We are going to say $\Theta( n \log n )$ a whole lot, so let’s start calling it linearithmic. Why do we say there is a linearithmic lower bound for sorting if even first-year algorithms classes typically cover the counterexample? This is where we run into machine models – the thing that we usually don’t really talk about when we use pseudocode. The linearithmic lower bound (which is technically correct) is for so-called comparison sort algorithms, where the only thing you can do with list items is copy them around and compare two of them to see which one is larger. And the bound is actually for the number of comparisons, so if you want to talk about time, you need the comparisons to be constant-time – which may not actually be the most reasonable thing if the length of your list is going to infinity. In that sense, the theorem is optimistic, but I digress.
But the theorem is pessimistic in the sense that it does not consider the possibility of doing clever things with the items themselves, such as in the case of bucket sort. That is not a comparison-based algorithm and therefore the lowerbound doesn’t apply.
We have a theorem, but it’s based on a model that’s not quite realistic. This can still be very useful in its own way – a way in which somewhat-unrealistic but “technically correct” theorems can often be useful: they give a list of conditions from which the theorem follows. So if you want to escape the conclusion (in this case: if you want to sort faster than linearithmically many comparisons) you now have a list of ways to cheat. You must cheat at least one of the conditions.

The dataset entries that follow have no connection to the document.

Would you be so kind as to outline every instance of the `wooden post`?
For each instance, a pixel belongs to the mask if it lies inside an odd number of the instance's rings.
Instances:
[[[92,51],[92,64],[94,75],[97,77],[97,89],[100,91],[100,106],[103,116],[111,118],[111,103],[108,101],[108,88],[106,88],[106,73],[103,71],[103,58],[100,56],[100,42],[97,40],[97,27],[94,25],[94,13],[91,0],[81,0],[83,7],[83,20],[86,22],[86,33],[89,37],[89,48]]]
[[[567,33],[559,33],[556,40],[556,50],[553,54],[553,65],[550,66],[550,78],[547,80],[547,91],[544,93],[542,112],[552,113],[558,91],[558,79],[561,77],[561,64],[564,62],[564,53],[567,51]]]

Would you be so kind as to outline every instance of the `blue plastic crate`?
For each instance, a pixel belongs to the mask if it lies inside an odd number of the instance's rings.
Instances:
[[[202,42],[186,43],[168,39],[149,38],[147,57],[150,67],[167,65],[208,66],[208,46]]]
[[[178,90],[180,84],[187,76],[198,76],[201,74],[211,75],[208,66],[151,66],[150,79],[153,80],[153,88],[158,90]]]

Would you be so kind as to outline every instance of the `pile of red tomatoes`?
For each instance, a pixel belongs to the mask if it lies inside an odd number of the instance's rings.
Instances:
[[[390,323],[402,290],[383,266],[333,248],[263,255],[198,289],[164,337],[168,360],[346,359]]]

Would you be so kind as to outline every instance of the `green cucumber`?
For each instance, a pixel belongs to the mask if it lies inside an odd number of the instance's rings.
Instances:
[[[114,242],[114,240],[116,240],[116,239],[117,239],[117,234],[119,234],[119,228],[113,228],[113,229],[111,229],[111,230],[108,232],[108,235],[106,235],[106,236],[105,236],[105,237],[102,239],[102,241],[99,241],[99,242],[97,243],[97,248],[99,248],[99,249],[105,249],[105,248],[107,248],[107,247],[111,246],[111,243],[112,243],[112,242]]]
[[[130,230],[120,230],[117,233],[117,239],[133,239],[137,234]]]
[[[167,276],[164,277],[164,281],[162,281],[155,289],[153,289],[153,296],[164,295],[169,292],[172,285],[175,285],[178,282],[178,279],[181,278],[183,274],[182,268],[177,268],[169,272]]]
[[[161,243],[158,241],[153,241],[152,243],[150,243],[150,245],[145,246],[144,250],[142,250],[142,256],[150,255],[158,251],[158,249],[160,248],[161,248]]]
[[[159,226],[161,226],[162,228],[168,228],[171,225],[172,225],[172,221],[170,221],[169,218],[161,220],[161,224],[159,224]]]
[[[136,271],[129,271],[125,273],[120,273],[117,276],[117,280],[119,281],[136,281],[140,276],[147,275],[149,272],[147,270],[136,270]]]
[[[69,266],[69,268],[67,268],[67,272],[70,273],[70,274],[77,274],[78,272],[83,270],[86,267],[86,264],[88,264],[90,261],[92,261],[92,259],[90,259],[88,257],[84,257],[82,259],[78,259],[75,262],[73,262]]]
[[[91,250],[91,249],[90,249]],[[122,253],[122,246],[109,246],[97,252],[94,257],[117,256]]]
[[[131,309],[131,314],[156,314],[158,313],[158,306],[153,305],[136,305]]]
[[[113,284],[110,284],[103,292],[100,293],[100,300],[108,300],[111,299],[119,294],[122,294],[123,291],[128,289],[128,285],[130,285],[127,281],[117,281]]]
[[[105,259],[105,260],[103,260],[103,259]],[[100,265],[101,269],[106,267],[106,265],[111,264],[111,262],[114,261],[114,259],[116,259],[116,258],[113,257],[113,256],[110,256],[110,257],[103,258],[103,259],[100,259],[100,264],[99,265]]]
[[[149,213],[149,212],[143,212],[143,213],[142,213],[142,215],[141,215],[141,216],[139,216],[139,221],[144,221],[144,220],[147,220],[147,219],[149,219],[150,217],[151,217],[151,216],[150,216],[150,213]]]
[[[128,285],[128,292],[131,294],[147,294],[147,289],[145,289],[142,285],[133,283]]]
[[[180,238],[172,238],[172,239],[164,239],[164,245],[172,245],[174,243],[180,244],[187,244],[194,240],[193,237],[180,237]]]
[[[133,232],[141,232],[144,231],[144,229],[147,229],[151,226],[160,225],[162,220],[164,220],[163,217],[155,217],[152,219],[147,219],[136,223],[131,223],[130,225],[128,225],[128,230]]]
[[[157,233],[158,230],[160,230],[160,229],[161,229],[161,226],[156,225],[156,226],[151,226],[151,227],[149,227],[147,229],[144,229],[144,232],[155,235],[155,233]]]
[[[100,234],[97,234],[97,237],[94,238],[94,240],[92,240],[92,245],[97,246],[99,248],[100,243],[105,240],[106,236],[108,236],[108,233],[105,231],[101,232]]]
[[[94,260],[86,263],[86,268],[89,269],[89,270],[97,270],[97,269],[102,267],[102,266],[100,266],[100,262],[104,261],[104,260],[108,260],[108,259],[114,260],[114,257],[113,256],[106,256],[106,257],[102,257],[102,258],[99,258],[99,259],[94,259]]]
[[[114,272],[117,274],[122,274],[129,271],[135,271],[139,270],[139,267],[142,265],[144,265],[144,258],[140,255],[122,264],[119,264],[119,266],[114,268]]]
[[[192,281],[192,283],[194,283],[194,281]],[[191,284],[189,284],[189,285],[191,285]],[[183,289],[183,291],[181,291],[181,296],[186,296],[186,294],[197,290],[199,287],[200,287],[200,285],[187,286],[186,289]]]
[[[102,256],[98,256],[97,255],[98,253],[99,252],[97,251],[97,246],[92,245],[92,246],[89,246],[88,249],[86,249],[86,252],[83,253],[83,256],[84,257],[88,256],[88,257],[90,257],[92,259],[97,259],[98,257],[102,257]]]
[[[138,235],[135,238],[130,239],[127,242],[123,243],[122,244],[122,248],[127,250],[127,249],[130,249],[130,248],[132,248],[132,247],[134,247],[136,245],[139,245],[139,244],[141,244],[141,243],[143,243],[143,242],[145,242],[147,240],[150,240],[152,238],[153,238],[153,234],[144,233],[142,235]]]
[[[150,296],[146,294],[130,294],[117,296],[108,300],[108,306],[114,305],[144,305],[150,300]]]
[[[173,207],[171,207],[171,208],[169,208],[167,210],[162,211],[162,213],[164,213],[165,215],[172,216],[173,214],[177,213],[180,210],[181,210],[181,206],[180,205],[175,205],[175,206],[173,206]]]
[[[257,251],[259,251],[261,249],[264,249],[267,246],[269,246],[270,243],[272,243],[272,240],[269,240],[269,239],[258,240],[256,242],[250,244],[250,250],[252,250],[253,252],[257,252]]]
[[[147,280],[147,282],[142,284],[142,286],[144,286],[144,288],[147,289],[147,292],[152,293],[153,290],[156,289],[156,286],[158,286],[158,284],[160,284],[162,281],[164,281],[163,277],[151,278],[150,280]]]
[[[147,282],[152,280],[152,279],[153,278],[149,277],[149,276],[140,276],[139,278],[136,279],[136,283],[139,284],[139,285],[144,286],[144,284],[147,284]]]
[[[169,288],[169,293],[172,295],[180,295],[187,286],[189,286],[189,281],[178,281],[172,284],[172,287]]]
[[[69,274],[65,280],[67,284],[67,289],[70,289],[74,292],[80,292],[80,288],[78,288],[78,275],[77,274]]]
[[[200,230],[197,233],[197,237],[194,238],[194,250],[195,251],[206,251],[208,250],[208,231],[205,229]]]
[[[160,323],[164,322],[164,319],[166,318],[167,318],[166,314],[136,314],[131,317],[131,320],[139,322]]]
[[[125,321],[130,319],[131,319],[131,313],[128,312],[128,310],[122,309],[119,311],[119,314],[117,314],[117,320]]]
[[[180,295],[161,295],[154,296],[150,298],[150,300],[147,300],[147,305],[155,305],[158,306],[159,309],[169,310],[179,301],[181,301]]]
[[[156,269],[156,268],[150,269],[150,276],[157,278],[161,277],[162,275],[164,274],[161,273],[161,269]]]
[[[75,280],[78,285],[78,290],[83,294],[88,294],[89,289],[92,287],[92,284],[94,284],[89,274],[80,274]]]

Conversely, if you prove a theorem, your proof should use all conditions of the theorem. When you are doing homework, and you do not use all the conditions, it probably means that your proof is wrong. If you’re doing research you might actually be able to generalise your theorem! If you don’t use a certain condition, but your proof is correct, then the condition shouldn’t be in the theorem.
So is the sorting lower bound relevant in practice? Maybe not technically as a lower bound, but most practical sorting algorithms are comparison-based and have linearithmic runtime, so I’ll call it good to know about.